-The current testbench has a big pause between frames, whereas the chip might push out back to back frames with only a single cycle pause between frames. It seems possible that the old logic would have been a problem, since there two incorrect states that took 2 cycles to settle. This would not have been a problem with bursting or frames with many nops between. Let's see....
-The correct way to verify this is to 1.) Improve TX to make performance as good as on the chip (less stalls) 2.) Create a testbench witht the chip reference code.
-In the meantime, we compile and pray...
- reduced frame fanout, removed clock gater in erx_io (improves speed path)
- driving constants on "wid signals" (proper)
- making lock signal 1 bit wide to remove warning
- moved backed to BUFIO for IDDR blocks
- Using the BUFIO makes another clock domain....FPGAs apparently hate clock domain crossings, avoid them at all cost.

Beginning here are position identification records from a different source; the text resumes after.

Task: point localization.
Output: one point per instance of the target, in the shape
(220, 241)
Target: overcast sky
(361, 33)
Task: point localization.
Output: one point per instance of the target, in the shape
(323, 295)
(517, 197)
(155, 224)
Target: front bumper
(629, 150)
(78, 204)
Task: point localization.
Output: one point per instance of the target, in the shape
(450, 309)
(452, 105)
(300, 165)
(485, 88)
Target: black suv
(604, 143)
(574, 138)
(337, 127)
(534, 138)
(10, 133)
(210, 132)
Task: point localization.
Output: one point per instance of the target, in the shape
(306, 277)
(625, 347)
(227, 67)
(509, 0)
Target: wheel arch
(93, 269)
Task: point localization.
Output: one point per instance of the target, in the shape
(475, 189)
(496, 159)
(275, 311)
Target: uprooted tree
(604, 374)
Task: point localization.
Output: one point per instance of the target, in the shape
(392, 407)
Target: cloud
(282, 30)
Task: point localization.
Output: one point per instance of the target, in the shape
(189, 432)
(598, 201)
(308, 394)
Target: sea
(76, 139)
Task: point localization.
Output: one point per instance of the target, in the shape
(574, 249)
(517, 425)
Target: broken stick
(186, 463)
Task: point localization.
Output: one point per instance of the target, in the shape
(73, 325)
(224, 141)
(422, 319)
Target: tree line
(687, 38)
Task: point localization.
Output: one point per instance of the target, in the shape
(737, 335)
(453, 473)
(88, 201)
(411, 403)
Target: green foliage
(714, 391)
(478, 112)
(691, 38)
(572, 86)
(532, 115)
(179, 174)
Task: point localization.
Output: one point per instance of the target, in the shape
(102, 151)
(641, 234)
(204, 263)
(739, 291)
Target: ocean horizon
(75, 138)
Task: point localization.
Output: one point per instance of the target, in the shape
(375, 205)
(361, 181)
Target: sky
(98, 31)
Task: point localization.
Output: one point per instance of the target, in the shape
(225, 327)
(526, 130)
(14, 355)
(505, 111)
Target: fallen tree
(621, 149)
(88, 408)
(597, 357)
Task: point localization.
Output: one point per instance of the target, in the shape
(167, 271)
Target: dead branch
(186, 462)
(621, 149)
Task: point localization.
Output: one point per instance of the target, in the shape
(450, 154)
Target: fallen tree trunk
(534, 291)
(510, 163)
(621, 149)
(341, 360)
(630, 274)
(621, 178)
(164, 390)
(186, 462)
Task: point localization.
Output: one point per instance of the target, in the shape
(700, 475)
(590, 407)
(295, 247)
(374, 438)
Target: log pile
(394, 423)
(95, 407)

- Now moving back to having on high speed clock domain for logic and DDR blocks, take care of IO alignment in software for TX and RX
- Also, fixed the io_wait path with logic...not sure what I was thinking there. Logic was trivial. The way it was,the io path was going straight into the FIFO as a wait.
- reset was broken!
- need to account for wait
- merging read/write wait for simplicity, otherwise you would need to reset the packets to figure out if it's a read or write transaction...and I don't want to reset every packet throughout the pipe.
- holding rx in reset state until tx is done
- removing reset from all pipeline registers
- removing reset from oddr/iddr
- the idea is to keep things quiet not to block in lots of places. The only real block needed is in the FIFO to keep "noise" from propagating past the link. The link should be kept in a safe reset state until the rx fram is stable and the clock is running so that the pipe can be cleaned out.
- Making all resets async since we cannot guarantee that we have a clock coming in from RX. This is needed due to the way we use a PLL for alignment. If we would have used a free running local clock this would have been different, but this would have required a FIFO for synchronization betwen the rx and rxdiv4 clock.
- Moving the clock block into the RX for modularity
- Making a specil rx soft reset (driven from sys_clk domain)
- Still there is a POR_reset so the link should wake up ok
- This is DEFINITELY the way to do things, sweep the delays and find the right value. No f'ing way to get these stupid FPGAs to work otherwise with the ridiculuosly over margined PVT nubmers they are running through the STAs. I understand they want to make the design bullet proof, but as a result designers are wasting countless hours overoptimzinng designs and being clever. So much performance is left on the table for expert users.
- Lesson: I/O design should be "self syncrhonizing". Only contraints in the design should be create_clk
- Made RX clock async, too tricky to guarantee that there clock is there. No way to do this if the clock sources are actually independent for RX/TX!
-When a read response is detected, there should be no spurious transactions to the RD/WR request fifos.
-Move the "filter" backt to the erx_protocol block
-Removed the remap bypass signal (was hacky)
-Passes simulations again..
-In the default mode we now have 7 input clocks to basic elink
-This is too many, need to simplify, not reasonable!
-But with all the knobs on the MMCM, performance will be great...
-WIP on bursting...
-moving to "real" Xilinx PLL instantiation
-one PLL for CCLK one for LCLK
-removing clock dividers, can't work at speed, put inside model
-configuration needs to be done differently
-removing pll_bypass signal, can't work with logic
-clocks should be done with hard macro primitives (no logic)
-Removing enable from ISERDES, not healthy
-Moving all logic to protocol block. (this is an IO block)
-Removing tow redundant pipeline stages (check this??)